Indeed, discounts often can range from to 20 or 40 percent off on a short sale or foreclosure compared to a sales price of a nondistressed home.
But despite the big bargains, buyers need to tread carefully before jumping in. Blomquist provides some of the following tips in buying a foreclosure in a recent article at Business Insider.
–Beginners may want to focus on REOs. New buyers may want to avoid short sales, which often come with lengthy negotiations, or foreclosure auctions that often require all-cash payments.
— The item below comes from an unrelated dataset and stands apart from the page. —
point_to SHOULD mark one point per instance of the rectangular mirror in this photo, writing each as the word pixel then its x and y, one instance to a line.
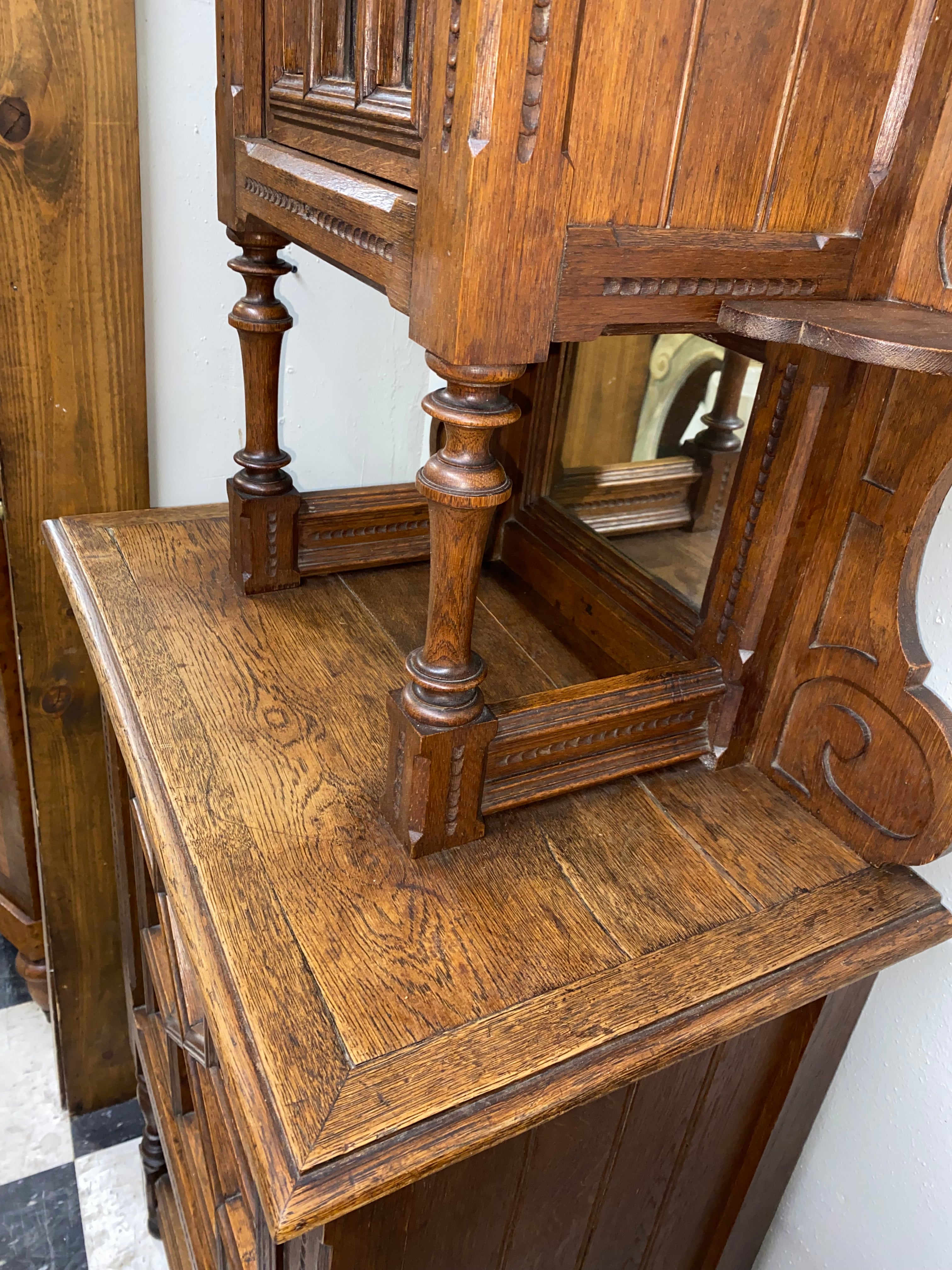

On the other hand, REOs, Blomquist says, can be similar to a traditional home sale in some ways and can offer some of the biggest bargains. “A bank isn’t emotionally attached to a REO; it’s just looking to recoup as much of its losses as possible,” Blomquist told Business Insider. “So the lender is often more willing to capitulate on price.”
–Don’t forget the inspection. Many distressed properties are sold “as is” and can come with a host of problems if buyers aren’t careful. Blomquist recommends getting a home inspector to inspect the home prior to any purchase. Buyers will then have a list of any potential problems with the home, along with estimates for costs of repair. Buyers can then use the list to possibly negotiate a lower price, Blomquist says.
–Don’t expect appreciation right away. You’ll also likely want to caution buyers who believe that because they’re buying at a big discount they expect to see appreciation right away. Educate your buyers about the market. “It’s important to not make the mistake of counting on any major price appreciation in the near term,” Blomquist advises buyers in the article at Business Insider. “We’re still in a depressed market, and we’re probably not going to see home prices appreciate much for quite some time.”